Мелания прикрыла глаза и всхлипнула от дурноты. Ей показалось, что она вляпалась в какое тесто, которое склеивает ее. Но браслет не дремал. От него распространилась синяя дымка, и тесто стало рассыпаться. Дымка добралась до робиков, вошла в них, отчего те заискрились и даже засияли…

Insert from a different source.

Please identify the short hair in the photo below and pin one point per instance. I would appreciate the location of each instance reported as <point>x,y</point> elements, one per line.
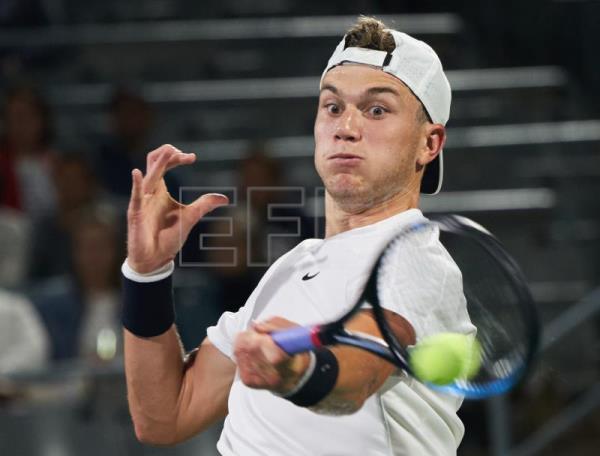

Когти Кота, пройдя сквозь ткань штанов, уцепились за кожу Феодосия, слегка поддели ее и оттянули. Хорошо выстоявшаяся, по краям уже загустевшая до корочек нелюбовь выплеснулась из инспектора чем-то вроде девятого вала.
Из всех накопленных сил, с криком “Умри, негодяй”, Феодосий поразил Кота каблуком. Вернее, то место, где только что был Кот. Каблук сломался об пол и улетел, инспектор получил растяжение в паху, а робик свернулся в белый клубочек. Клубочек принялся кататься вокруг инспектора, постепенно сужая свои хищные круги. Петух вспрыгнул на люстру и стал грозно раскачиваться на ней. Инспектор вдруг ощутил свой черепной шов и подумал, какой тот некрепкий. Инспектор вдруг стал мокрым и слабым, как новорожденный. Мелания тут же выдернула свою руку из его руки и отбежала к стене.
Страх набухал, вспучивая каждую клеточку офицера. У этого страха были свои дрожжи. Феодосий ощущал первородное зло. Бывшие колдуны, нынешние диверсанты и хакеры плюют с высокого потолка на его звание, заслуги, благодарности начальства, уважение соседей, мощь ССС, завладевают его женой, всем его достоянием.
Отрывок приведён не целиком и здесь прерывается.